US CERT and Stuxnet – did US-CERT do all they could?
Dale Pederson’s Digital Bond website (http://www.digitalbond.com/) provided an interesting note (thanks Dale) on US-CERT entitled “ICS-CERT: Stuxnet Lesson Learned”.
According to Dale, ICS-CERT is reaching out to a number of people in the control system community to get some candid information on what they need to do different or better because of their performance on Stuxnet. This is great—and just what we’ve been hoping for.

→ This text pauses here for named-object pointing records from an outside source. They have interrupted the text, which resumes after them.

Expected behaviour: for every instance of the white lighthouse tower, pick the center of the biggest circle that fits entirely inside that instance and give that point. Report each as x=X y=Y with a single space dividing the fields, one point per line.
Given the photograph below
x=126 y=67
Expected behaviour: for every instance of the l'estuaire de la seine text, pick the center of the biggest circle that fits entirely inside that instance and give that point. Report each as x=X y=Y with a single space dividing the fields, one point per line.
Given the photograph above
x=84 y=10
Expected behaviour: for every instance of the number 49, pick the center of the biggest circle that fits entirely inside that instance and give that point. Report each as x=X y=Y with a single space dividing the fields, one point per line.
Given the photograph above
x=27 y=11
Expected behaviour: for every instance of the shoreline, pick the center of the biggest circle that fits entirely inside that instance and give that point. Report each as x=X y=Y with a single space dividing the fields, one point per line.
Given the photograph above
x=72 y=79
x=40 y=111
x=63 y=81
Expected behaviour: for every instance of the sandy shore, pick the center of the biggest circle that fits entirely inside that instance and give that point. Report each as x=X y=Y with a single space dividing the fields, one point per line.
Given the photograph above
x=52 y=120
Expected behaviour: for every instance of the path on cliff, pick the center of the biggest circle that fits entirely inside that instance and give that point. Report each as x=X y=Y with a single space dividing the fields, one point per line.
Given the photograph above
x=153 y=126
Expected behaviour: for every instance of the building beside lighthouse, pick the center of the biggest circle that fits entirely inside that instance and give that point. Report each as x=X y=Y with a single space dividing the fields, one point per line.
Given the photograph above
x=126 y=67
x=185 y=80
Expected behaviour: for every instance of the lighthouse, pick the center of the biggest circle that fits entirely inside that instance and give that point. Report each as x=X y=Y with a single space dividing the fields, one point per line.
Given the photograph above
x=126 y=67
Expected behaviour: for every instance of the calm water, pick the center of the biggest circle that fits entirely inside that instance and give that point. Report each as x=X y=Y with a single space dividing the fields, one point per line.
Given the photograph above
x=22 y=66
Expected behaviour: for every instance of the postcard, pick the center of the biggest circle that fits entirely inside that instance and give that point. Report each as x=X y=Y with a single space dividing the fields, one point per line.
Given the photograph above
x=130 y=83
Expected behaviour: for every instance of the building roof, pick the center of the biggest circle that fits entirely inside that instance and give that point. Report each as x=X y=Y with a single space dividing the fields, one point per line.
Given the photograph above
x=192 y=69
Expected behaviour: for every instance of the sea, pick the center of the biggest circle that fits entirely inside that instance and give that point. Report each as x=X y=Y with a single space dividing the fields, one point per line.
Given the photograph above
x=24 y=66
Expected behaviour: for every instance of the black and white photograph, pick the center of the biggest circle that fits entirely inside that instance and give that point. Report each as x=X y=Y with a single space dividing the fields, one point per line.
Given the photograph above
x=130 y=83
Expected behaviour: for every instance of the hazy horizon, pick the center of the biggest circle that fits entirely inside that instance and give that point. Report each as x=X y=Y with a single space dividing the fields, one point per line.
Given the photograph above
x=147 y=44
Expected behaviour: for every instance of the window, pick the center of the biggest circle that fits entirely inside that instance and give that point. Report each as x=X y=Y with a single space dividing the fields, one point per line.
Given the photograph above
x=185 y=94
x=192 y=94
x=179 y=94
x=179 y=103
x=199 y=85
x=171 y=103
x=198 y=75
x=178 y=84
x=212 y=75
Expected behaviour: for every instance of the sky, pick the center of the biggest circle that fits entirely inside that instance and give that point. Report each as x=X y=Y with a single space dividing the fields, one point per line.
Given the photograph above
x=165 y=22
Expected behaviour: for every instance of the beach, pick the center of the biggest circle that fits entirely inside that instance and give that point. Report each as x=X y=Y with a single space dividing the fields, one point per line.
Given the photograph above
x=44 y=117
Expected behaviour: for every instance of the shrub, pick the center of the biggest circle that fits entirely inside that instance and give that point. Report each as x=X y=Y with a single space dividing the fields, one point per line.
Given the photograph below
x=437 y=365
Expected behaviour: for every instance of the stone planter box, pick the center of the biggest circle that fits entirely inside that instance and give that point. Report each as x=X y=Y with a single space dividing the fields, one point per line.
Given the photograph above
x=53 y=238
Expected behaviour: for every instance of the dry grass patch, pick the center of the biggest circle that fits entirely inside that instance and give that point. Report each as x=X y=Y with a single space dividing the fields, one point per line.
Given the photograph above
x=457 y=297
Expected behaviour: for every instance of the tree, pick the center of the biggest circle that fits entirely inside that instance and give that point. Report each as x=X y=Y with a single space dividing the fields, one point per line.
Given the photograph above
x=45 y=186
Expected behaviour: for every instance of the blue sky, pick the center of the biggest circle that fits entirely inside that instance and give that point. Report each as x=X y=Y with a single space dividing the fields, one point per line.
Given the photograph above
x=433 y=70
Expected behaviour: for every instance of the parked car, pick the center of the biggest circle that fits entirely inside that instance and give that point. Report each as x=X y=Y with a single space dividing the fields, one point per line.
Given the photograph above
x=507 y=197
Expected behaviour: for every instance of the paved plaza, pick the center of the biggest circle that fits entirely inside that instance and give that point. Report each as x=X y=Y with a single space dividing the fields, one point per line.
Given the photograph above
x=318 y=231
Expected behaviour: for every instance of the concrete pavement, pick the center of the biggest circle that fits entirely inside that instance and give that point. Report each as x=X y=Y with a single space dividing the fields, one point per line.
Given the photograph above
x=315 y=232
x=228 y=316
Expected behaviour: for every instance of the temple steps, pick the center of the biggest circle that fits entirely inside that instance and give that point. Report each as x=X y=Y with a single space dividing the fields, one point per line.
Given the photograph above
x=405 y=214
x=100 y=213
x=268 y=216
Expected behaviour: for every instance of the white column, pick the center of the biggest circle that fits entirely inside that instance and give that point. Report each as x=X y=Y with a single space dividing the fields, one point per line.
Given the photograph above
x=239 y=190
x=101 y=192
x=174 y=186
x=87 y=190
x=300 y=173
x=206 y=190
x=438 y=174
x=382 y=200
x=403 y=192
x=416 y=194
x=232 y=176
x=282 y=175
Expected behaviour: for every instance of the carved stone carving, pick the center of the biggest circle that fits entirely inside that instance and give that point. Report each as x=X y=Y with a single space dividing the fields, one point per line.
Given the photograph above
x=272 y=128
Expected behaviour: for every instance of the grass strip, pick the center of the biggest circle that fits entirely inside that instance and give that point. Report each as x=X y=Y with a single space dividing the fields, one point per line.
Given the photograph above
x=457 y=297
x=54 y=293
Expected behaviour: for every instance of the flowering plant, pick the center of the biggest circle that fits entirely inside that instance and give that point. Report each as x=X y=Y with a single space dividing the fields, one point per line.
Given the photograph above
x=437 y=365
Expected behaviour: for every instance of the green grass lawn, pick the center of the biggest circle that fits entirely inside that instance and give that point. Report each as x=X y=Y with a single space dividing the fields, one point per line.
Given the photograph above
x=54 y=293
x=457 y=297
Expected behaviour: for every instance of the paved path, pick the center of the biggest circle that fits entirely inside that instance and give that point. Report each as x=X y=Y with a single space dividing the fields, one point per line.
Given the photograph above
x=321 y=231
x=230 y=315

Unfortunately, it appears that a number of very credible ICS people who were actively involved with trying to understand Stuxnet (and previous vulnerability disclosures) were not contacted: Ralph Langner, Bob Radvanofsky, Jake Brodsky, Perry Pederson, Walt Boyes, myself.
Ralph Langner had the following to say about US-CERT and Stuxnet: “What US-CERT has communicated on Stuxnet has little to do with vulnerabilities, exploits, technicalities. It’s all about politics, and it will likely continue this way.” This is not the first time that ICS- CERT has fallen short on ICS vulnerability disclosures or even knowing what was an ICS vulnerability vs an IT vulnerability. One has to ask – Can we help US-CERT do better? Well, certainly not if they don’t ask.
Stuxnet was first disclosed in July by US-CERT. The disclosure process and recommendations were disconcerting enough to warrant holding a session on the disclosure process at the September ACS Conference. Many people were concerned that the US-CERT recommendations could actually shut down the controller and many ICS engineers were not informed – it went to many IT organizations within the companies, but not to Plant IT. Consequently, there was a need to discuss the disclosure process as it applied to Stuxnet. Unfortunately, neither DHS nor US-CERT were in attendance during the Stuxnet discussions.
Because of US-CERT’s demonstrated shortfalls (prior to Stuxnet), I devoted an entire chapter in my book to what it takes to establish a credible ICS CERT. There were two fundamental points that do not yet appear to be addressed. The government (US-CERT) should not be the lead as private industry often will not respond due to FOIA concerns. Secondly, a properly constituted ICS-CERT should have credible, trusted ICS experts involved. Based on experience to date, US-CERT has not been as successful as we would all hope.
What will it take to convince DHS that they need to implement these points?